President Obama meets with congressional leaders in the Oval Office of the White House in Washington, Tuesday, Sept. 9, 2014, to discuss options for combating the Islamic State. From left are, Senate Minority Leader Mitch McConnell (R-Ky.), House Speaker John Boehner (R-Ohio), the president, Senate Majority Leader Harry Reid (D-Nev.), and House Minority Leader Nancy Pelosi (D-Calif.) (AP Photo/Evan Vucci)

A new poll shows Americans' disdain for Congress is weaker than it has been in more than three years, but neither party has much to brag about.

The Washington Post-ABC News poll shows 50 percent of Americans say they "strongly" disapprove of the way Congress is doing its job. The good news: That's the lowest that number has been since March 2011. The bad news: It's still half the country really disliking Congress.

And when it comes to the two major parties, the improvement doesn't really show.

In fact, congressional Democrats are facing their highest disapproval rating in at least the last 20 years, at 67 percent. Meanwhile, 30 percent approve of the job congressional Democrats are doing.

The poll comes on the heels of a WaPo-ABC poll that showed the Democratic Party in general hitting a three-decade low as far as how people feel about it.

Democrats, though, still remain more popular than the GOP. Just 25 percent of Americans say they approve of the job Republicans in Congress are doing, while 72 percent disapprove.

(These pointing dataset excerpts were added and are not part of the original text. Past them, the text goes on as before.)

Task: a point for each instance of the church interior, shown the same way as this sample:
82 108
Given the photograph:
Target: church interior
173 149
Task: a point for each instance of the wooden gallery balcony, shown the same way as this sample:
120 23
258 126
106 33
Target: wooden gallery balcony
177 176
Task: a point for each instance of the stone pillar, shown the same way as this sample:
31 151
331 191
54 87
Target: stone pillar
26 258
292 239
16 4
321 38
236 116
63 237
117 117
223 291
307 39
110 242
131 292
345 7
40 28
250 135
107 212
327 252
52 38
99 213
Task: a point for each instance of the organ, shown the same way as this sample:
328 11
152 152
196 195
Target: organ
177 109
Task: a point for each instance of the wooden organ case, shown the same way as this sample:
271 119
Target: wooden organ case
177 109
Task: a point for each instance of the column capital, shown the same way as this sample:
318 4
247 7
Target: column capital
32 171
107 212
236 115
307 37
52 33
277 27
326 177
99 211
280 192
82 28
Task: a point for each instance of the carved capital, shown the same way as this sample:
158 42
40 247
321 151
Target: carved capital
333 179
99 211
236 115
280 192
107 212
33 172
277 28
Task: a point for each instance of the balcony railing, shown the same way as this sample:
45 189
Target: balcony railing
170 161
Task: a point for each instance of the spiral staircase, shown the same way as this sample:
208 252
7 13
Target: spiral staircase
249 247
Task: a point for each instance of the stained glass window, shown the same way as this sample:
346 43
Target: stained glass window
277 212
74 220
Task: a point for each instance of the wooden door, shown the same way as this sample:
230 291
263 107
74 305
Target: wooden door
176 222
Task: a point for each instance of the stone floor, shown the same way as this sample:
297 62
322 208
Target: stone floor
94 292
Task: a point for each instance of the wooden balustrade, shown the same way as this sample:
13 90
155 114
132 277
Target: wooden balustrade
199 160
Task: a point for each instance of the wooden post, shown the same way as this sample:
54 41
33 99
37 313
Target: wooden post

The difference between the two parties, though, is smaller than it has usually been.

Democrats appear to be suffering from declining support among African Americans, who are about evenly split on the party, with 50 percent approving and 47 percent disapproving.

Another big difference between the two parties has been the GOP base's reluctance to support its congressional contingent. But, at this point, both party bases feel about the same when it comes to their congressional representatives. Democrats approve of their party 56-42, while Republicans approve 55-38.

When even partisans are that divided on their own party, though, it's hard to call that a victory.